……
戚雪砚乏力地埋在沙发里。
起初还想支撑起来,最后却只能彻底趴下去,任由对方摆弄。
三次之后,他的意识开始昏沉,听到素来沉默寡言的男生贴着他耳畔问:
“今天和姓贺的聊什么了。”
戚雪砚怔了怔,撑着胳膊从沙发上支起半个身子,瞪大眼睛扭头:“你监视我?”
纪钦栩伸手搂紧他,面不改色地撒谎,“没有。”
“骗人!那你怎么知道我……嗯……”戚雪砚被撞了下,咬唇,艰难捕捉思绪,“你是不是还看到,看到我给你做蛋糕了?我借了商院的教室……”
惊喜都被破坏了。
他委屈地瘪起了嘴巴。
男生低笑了一声,将他抱起,让他趴在沙发背上,继续。
“没有。嫣嫣。”纪钦栩亲吻他汗津津的后颈,“现在知道了。”
戚雪砚挠了几下沙发背,毛茸茸的兔子尾巴动来动去,表达愤怒。
换来变本加厉的欺负。
又两次之后,他的瞳仁涣散了。
戚雪砚平躺着,望向悬在上方的男生,努力伸手想要触碰对方沉默着干活的脸。
他看见男生额角的青筋微微跳动,凤眸半阖,眸光深不可测,高挺的鼻尖悬挂一滴摇摇欲坠的汗珠。
好帅。
这么帅的话,再多几次也没关系哦。
纪钦栩注意到他的手,垂首把脸贴了过来,戚雪砚很喜欢,痴痴地露出一个笑容,“好乖。”
“喊我。”男生哑声说。
“……喊什么呀。”他下意识反问,声音软软的。
纪钦栩不回答。
戚雪砚昏了头,手指落下来摸到自己已经被涂满了的兔兔服装——很软很轻地试探了一句,“主、主人?”
“……”
屋内的信息素顿时如狂风骤雨般席卷。
戚雪砚眼白都要翻上去。
怎么了啊……
不喜欢吗。
“老公。”
他绞尽脑汁想出一个新的,“老公……”
纪钦栩注视着他,垂首,嗓音沉沉地“嗯”了声。
……
戚雪砚如同陷在了清冷霜雪气息的深海里,像一条被冲得失了方向的海鱼,彻底失去了对表情的掌控,许久许久都没能回神。

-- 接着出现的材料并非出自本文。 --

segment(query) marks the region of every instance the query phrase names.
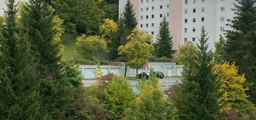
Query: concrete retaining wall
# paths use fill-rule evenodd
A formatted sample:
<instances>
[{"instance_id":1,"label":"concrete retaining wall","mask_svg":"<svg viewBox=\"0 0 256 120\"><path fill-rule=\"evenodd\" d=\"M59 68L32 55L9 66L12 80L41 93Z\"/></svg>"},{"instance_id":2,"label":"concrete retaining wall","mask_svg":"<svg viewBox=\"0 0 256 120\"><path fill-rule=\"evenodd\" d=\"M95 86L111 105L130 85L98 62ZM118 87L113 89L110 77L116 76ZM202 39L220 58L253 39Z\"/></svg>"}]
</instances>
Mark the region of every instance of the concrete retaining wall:
<instances>
[{"instance_id":1,"label":"concrete retaining wall","mask_svg":"<svg viewBox=\"0 0 256 120\"><path fill-rule=\"evenodd\" d=\"M167 62L150 62L148 63L149 69L146 70L140 69L138 73L142 72L149 72L150 68L152 68L154 71L162 71L165 76L181 76L183 65L176 65L175 63ZM101 69L104 75L113 73L118 76L124 76L125 72L125 63L121 62L120 65L101 65ZM81 65L79 69L82 71L82 74L85 79L94 79L96 76L93 70L97 69L96 65ZM127 69L127 76L135 76L136 69L133 69L129 66Z\"/></svg>"}]
</instances>

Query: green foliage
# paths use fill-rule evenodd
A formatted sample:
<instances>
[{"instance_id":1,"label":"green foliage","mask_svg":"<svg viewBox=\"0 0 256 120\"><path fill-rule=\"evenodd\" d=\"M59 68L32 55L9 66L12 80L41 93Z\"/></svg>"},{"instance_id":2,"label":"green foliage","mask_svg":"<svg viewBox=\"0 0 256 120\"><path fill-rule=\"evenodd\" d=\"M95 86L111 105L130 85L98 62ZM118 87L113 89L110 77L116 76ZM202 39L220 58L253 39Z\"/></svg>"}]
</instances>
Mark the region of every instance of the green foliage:
<instances>
[{"instance_id":1,"label":"green foliage","mask_svg":"<svg viewBox=\"0 0 256 120\"><path fill-rule=\"evenodd\" d=\"M225 58L236 62L239 66L239 74L245 74L248 82L253 85L248 91L249 100L256 103L256 1L236 0L236 17L229 20L227 25L232 30L227 31Z\"/></svg>"},{"instance_id":2,"label":"green foliage","mask_svg":"<svg viewBox=\"0 0 256 120\"><path fill-rule=\"evenodd\" d=\"M83 76L81 72L79 69L79 65L75 64L73 59L65 61L61 61L61 70L64 73L65 78L67 79L75 88L80 88L83 85L82 80Z\"/></svg>"},{"instance_id":3,"label":"green foliage","mask_svg":"<svg viewBox=\"0 0 256 120\"><path fill-rule=\"evenodd\" d=\"M127 0L127 3L124 7L121 19L123 19L125 26L130 31L135 29L138 25L133 4L130 0Z\"/></svg>"},{"instance_id":4,"label":"green foliage","mask_svg":"<svg viewBox=\"0 0 256 120\"><path fill-rule=\"evenodd\" d=\"M117 31L117 24L113 19L104 19L104 23L100 26L100 32L103 38L108 42L111 42L113 36Z\"/></svg>"},{"instance_id":5,"label":"green foliage","mask_svg":"<svg viewBox=\"0 0 256 120\"><path fill-rule=\"evenodd\" d=\"M172 50L172 37L169 31L169 24L164 16L161 22L162 25L160 26L159 33L157 35L157 41L155 49L155 55L158 57L165 57L172 58L173 51Z\"/></svg>"},{"instance_id":6,"label":"green foliage","mask_svg":"<svg viewBox=\"0 0 256 120\"><path fill-rule=\"evenodd\" d=\"M135 93L130 82L123 77L115 76L105 90L108 102L106 108L111 119L121 118L127 106L133 99Z\"/></svg>"},{"instance_id":7,"label":"green foliage","mask_svg":"<svg viewBox=\"0 0 256 120\"><path fill-rule=\"evenodd\" d=\"M163 97L165 89L150 69L149 79L143 79L138 85L139 96L125 112L124 120L175 120L177 109Z\"/></svg>"},{"instance_id":8,"label":"green foliage","mask_svg":"<svg viewBox=\"0 0 256 120\"><path fill-rule=\"evenodd\" d=\"M146 32L135 29L128 37L130 41L125 46L121 45L118 49L119 55L127 55L127 64L130 67L138 69L143 68L145 63L148 62L148 57L152 56L154 47L148 44L152 42L153 36L145 35Z\"/></svg>"},{"instance_id":9,"label":"green foliage","mask_svg":"<svg viewBox=\"0 0 256 120\"><path fill-rule=\"evenodd\" d=\"M76 39L77 51L85 59L95 60L100 58L99 54L107 48L105 41L97 36L87 37L85 35Z\"/></svg>"},{"instance_id":10,"label":"green foliage","mask_svg":"<svg viewBox=\"0 0 256 120\"><path fill-rule=\"evenodd\" d=\"M174 59L179 64L189 65L195 62L195 55L199 52L198 48L190 41L179 46L179 50L175 52Z\"/></svg>"},{"instance_id":11,"label":"green foliage","mask_svg":"<svg viewBox=\"0 0 256 120\"><path fill-rule=\"evenodd\" d=\"M20 12L22 32L32 45L32 53L40 74L44 77L46 73L55 74L54 70L60 69L61 59L58 55L62 47L60 38L62 21L43 0L30 0Z\"/></svg>"},{"instance_id":12,"label":"green foliage","mask_svg":"<svg viewBox=\"0 0 256 120\"><path fill-rule=\"evenodd\" d=\"M173 98L178 108L179 117L183 120L216 120L219 112L216 76L212 71L212 53L208 51L208 38L202 28L199 52L183 68L180 91ZM189 57L189 58L190 58Z\"/></svg>"},{"instance_id":13,"label":"green foliage","mask_svg":"<svg viewBox=\"0 0 256 120\"><path fill-rule=\"evenodd\" d=\"M220 40L215 42L215 52L214 52L214 61L216 63L222 63L224 61L225 52L224 45L226 42L221 35L220 35Z\"/></svg>"}]
</instances>

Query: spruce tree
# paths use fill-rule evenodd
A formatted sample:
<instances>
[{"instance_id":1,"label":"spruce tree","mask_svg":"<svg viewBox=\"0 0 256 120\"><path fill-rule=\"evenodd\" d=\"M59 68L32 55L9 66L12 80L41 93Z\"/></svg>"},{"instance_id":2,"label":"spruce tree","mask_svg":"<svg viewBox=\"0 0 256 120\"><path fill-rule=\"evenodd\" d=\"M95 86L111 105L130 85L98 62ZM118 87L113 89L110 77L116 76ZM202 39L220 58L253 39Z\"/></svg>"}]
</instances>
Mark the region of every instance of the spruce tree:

等到视线终于再次聚焦,他对上了男生眼底的余韵,和一丝难得的戏谑。
他在笑什么?
戚雪砚赶紧摸了下自己的脸。他刚才的表情很丑吗?
呜……都吐舌头了,肯定丑死了。
手腕被捉住,纪钦栩俯身吻他,从眉梢眼角亲到耳畔,低笑着说:
“小兔……了。好多。”
戚雪砚浑身一僵,眼眸倏然睁大,脸颊红得像熟透的番茄,要躲。
“嫣嫣。”男生继续吻他,“不用害羞。我很喜欢。”
“你太坏了……”戚雪砚终于哭出了声,推搡着对方的胸膛,“我不要了……你走开……”
“不行。”纪钦栩挪开他的手腕,认真拒绝,“这是生日礼物。”
那双凤眸中的喜悦不似作伪,戚雪砚羞愤极了,又实在舍不得拒绝,最后一怒指向沙发:“把它丢掉!”
“好。”纪钦栩从善如流地将他抱起来,抬脚,“换个地方。”
……
起初戚雪砚以为只是一晚,大不了把明天也交给对方,但无数次昏迷又醒来之后,已经分不清这是第几天了。